I have not posted in a while because things were pretty hectic in my life as of late. As those who read this blog know, my daughter was suffering from dilated cardiomyopathy and she was admitted back into the hospital with cardiogenic shock on June 1. She was listed for a heart transplant on June 11, after the pre-transplant team decided her heart would not recover and was too big to allow for her lungs to function on their own. She was doing okay until about the fourth week into the hospital stay and then she took a turn for the worse. We spent three miserable days in the PICU watching her get put on drug after drug to try to deal with her blood pressure, tachycardia, lack of oxygen saturation, etc. Finally, the cardiology team decided to move her into the CVICU, where they gradually weaned her off many of the drugs and got her back into pretty good shape by the time her fifth week in the hospital began.
On July 6, we were informed that there was a heart for M. At first, they were going to do the surgery that night, but then it was postponed until the next afternoon. M was in surgery for about six hours total, was on the bypass machine for less than two hours and the new heart kicked right in. She came back from surgery looking good, but with a pacemaker because the new heart was not beating fast enough. She did good post-op and came off the ventilator on July 14, chest tubes and pacemaker wires out July 15, moved to the Intermediate ICU July 16 and we are scheduled to be released to the Ronald McDonald House on Thursday, July 23!
It has been a whirlwind of activity! M is doing well. She is on 11 medications, which is actually much less than I thought she would be. Some she takes twice a day and others only once a day and a few three times a day. The hospital provided us with a daily schedule that will really help out with keeping track of things and we will have to stay at the Ronald McDonald house for three months to make sure that the heart and M is doing well. She is still struggling a little to get all her feeds by bottle, so she will probably go home with an NG tube in to help with that and insure that she gains some much needed weight (she is five months tomorrow and only weighs eight pounds!) and grows a bit. She was a preemie, but even for three months, eight pounds is not nearly big enough!

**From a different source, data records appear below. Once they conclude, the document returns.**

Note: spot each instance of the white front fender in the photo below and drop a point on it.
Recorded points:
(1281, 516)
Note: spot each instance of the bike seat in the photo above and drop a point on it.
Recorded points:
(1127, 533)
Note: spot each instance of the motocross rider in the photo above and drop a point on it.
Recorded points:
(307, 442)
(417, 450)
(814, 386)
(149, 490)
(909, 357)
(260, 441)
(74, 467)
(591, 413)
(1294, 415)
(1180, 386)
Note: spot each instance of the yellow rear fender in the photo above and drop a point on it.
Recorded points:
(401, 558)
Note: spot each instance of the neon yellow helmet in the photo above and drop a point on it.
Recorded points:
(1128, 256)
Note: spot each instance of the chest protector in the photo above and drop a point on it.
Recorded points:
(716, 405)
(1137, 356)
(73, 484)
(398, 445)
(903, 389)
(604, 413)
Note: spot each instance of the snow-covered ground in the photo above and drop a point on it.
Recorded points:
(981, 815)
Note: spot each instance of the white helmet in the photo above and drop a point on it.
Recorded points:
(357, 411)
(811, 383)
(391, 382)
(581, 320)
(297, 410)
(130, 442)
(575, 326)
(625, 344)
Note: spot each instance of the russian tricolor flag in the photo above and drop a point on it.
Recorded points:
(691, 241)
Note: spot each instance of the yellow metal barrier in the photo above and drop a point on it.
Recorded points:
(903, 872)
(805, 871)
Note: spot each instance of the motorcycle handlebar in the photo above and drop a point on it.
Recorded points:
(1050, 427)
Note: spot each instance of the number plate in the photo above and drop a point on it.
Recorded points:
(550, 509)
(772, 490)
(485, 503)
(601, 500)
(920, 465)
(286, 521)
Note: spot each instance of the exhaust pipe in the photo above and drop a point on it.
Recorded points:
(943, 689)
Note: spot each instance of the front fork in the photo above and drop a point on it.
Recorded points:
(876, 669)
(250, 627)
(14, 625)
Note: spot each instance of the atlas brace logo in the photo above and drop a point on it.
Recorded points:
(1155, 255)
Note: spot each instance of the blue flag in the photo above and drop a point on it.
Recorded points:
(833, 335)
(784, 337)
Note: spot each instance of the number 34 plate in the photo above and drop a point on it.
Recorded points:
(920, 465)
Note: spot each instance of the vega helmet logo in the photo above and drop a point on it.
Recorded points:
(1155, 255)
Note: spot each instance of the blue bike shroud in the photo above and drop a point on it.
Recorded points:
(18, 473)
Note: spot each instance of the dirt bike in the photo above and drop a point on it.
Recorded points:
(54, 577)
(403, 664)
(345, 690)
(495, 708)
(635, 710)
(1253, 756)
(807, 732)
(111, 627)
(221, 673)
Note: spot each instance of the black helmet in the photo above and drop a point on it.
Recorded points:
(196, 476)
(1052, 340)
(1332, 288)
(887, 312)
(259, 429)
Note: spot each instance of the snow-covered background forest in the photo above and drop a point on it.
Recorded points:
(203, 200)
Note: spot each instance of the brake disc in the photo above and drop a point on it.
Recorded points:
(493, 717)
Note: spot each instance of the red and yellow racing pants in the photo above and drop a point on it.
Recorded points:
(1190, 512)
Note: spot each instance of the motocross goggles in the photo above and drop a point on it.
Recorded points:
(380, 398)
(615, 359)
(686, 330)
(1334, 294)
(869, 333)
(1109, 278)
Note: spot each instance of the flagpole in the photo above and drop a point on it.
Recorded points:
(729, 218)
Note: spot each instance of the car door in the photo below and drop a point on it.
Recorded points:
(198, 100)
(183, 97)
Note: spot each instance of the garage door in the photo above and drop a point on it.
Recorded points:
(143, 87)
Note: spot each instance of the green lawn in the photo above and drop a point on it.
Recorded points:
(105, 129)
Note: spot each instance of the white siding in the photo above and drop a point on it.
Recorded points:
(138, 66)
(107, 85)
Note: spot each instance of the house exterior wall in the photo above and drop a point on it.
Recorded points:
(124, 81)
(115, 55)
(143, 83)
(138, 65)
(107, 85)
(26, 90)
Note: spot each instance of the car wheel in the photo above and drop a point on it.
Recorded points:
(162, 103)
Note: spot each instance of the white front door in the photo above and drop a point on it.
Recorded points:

I plan to keep this blog going and posting new information on cardiomyopathy, trasnplant, etc. I know there have been some stories in the news as of late, so I will have to catch up with those over this coming week! Our miracle has happened – M has a new heart and will now be able to get out of the hospital – and all very quickly for such a small baby! We are very, very, very thankful! And now we’re looking forward to learning a whole new set of skills as we take her home!